Cristian Battista, in arte Batti’, nasce nell' anno 1983 in un’atmosfera sospesa tra musica, pesca e antichità, cresciuto fra due mondi che non si incontrano mai davvero: il quotidiano e il segreto. Sua madre, Elisabetta donna Napoletana, vive l’antiquariato come un labirinto emozionale: cassetti pieni di oggetti dal valore inconfessabile, mobili che non hanno mai trovato casa, specchi che riflettono storie di altri. È da lei che Cristian (BATTI') apprende il rispetto per il vecchio, per ciò che porta addosso il tempo, le abrasioni, il silenzio del non detto.
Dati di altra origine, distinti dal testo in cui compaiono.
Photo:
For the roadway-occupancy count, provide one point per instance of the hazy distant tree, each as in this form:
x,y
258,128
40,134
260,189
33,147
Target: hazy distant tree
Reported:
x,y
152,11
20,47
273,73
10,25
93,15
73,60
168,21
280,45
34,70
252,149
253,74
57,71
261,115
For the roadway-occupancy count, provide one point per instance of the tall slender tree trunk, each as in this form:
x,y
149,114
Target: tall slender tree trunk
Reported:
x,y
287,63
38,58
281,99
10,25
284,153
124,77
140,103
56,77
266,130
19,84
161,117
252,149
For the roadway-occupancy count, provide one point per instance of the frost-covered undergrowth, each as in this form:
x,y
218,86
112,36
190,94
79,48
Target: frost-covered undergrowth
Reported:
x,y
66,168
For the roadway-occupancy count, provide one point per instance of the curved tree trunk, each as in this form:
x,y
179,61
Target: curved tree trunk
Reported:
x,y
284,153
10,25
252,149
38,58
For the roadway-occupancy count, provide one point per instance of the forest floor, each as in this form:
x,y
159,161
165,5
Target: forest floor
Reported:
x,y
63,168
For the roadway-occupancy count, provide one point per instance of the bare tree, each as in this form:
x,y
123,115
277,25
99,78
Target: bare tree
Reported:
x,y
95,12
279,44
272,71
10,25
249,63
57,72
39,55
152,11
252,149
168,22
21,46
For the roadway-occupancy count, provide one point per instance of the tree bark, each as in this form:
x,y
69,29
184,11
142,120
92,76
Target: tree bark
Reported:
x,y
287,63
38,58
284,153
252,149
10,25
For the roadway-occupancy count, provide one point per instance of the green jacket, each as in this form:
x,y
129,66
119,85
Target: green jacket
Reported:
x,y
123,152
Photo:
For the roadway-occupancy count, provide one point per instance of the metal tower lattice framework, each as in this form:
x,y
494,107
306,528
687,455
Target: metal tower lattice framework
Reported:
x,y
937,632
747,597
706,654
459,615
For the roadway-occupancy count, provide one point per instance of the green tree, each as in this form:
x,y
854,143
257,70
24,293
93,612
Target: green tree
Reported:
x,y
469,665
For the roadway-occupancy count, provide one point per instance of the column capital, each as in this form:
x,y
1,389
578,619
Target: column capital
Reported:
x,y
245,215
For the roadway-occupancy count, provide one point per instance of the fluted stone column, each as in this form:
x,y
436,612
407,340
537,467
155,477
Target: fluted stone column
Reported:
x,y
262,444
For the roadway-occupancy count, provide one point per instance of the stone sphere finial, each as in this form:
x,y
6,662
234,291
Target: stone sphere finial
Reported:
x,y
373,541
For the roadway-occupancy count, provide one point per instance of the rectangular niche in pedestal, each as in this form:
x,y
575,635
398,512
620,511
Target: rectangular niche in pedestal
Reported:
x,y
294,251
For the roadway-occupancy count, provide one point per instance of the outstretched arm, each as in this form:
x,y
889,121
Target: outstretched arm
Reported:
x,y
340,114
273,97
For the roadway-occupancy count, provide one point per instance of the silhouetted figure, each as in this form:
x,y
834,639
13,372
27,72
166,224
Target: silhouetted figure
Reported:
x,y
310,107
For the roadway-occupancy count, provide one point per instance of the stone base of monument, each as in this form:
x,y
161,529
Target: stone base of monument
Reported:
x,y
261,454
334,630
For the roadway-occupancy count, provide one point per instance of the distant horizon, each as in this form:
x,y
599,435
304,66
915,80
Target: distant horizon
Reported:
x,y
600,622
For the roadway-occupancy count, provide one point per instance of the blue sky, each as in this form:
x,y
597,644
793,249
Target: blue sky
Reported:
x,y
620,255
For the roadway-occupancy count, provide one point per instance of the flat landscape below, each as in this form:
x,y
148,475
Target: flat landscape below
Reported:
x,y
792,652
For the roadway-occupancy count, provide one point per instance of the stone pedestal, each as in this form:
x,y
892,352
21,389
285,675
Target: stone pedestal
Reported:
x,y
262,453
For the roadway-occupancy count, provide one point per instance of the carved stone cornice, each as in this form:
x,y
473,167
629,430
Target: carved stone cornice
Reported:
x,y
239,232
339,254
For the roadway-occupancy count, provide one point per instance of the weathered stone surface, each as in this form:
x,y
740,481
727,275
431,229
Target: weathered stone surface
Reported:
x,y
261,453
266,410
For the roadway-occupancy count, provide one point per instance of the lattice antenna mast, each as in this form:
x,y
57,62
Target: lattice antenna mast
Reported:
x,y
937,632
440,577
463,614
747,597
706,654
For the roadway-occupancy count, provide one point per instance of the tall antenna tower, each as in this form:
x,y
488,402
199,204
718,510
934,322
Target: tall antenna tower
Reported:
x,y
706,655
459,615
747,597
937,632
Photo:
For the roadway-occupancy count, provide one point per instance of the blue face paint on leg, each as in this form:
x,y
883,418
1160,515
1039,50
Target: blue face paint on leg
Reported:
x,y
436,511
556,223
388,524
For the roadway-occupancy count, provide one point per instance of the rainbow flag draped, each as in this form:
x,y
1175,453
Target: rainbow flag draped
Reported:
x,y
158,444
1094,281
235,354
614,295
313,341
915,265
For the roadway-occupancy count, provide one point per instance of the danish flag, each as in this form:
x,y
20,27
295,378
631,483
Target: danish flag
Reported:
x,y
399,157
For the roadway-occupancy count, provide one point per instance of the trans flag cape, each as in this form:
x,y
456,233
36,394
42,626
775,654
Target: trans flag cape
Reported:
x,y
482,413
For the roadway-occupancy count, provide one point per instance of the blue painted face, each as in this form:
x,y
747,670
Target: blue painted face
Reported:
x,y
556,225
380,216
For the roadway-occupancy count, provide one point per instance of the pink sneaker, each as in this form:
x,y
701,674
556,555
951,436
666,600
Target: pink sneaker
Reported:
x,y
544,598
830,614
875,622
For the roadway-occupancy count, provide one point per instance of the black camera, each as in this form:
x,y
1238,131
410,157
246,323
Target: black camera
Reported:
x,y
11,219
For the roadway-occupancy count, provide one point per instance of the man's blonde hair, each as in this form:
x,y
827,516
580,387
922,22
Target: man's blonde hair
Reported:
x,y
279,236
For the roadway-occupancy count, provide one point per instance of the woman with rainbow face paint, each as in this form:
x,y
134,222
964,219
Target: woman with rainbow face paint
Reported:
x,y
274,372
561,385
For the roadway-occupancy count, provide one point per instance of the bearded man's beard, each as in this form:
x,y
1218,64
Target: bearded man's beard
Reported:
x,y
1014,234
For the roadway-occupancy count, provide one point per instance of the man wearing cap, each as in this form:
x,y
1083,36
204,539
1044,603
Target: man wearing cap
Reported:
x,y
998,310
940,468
Suo padre, pittore per passione con lo pseudonimo Emilio B., trasforma la casa in un atelier a cielo sporco. Non è un artista famoso né cerca la notorietà: dipinge per necessità, come un respiro. Già da piccolo, Cristian entra in questo mondo perché, negli anni, la pittrice Rosa Turchini, amica di famiglia, si è fatta portatrice di una passione che trasmette ancor di più al padre e poi, indirettamente, a lui che la tiene in grembo diversi anni prima che sbocci. È lei che invita Emilio B. a sperimentare, a uscire dallo schema tradizionale, a osare con la materia e con il colore che proprio lei gli regala assieme ai suoi pennelli, e quelle conversazioni, quelle visite, quelle tele in corso, segnano profondamente l’infanzia di Cristian. 

Rosa Turchini, con il suo modo diretto e visionario, diventa una presenza silenziosa che attraversa la sua crescita. È grazie a lei che il padre trova il coraggio di andare oltre il disegno “giusto”, e quel coraggio passa a Cristian come un’eredità sommersa: il diritto di sbagliare, di stravolgere, di osare. Cristian, da bambino, osserva i due adulti parlare davanti alle tele, discutere di Schifano, di De Chirico, Modigliani,di pittura che non si limita a rappresentare, ma a rivelare. 

Dopo anni di silenzio, in cui la musica diventa il suo linguaggio quotidiano e la pesca la sua meditazione, Cristian torna a creare. Le sue opere nascono come riti pittorici: tele di arte strana impulsiva mista, dove montaggi, collage, scritte cifrate, frammenti di natura e oggetti usati si sovrappongono in modo caotico ma calcolato. Ogni quadro è un atto di testimonianza di un istante irripetibile, mai un prodotto da mercato.

Non vende mai le sue opere. Anzi, spesso le crea e poi le distrugge, non come gesto di rabbia, ma come compimento necessario del segno: ciò che non è stato visto non è mai esistito del tutto. Questa tensione tra nascere dissolvere si riflette nel nome che sceglie per sé: Batti’, gergo familiare, accorciamento confidenziale, un modo per restare sempre a metà tra il vero e il falso, tra il pubblico e il segreto. 

Così, Cristian Battista "Batti’ " si muove come un’ombra sospesa tra musica, arte, pesca e antichità: il figlio di una madre che parla con gli oggetti, del pittore Emilio B. che ha acceso in lui la fiamma, e della pittrice Rosa Turchini che, da quando era piccolo ad Ardea (Rm), ha trasferito al padre la sua passione e lo ha invitato nella creazione di quadri, aprendo così, senza volerlo, la porta di un mondo che Cristian un giorno avrebbe fatto proprio.Oggi, invogliato ed incitato dalla compagna e dal fratello Antonio appassionato anche lui di Arte, Cristian decide di cambiare passo. Non distrugge più le opere. Le conserva, le protegge, le lascia parlare. Le mette al servizio di chi capisce quello che lui vuole dire, o di chi, semplicemente, riesce a vedere ciò che lui vede nelle sue poche e rare tele e litografie. Non cerca il consenso di massa, ma la comprensione di chi ha occhi adatti: quei pochi che sanno leggere il silenzio, il frammento, il gesto lasciato mezzo sospeso.

Formazione

Formazione naturale, istintiva vera in tutte le sue sfaccettature, belle o brutte che siano le mie tecniche sono originali e fanno parte del mio istinto.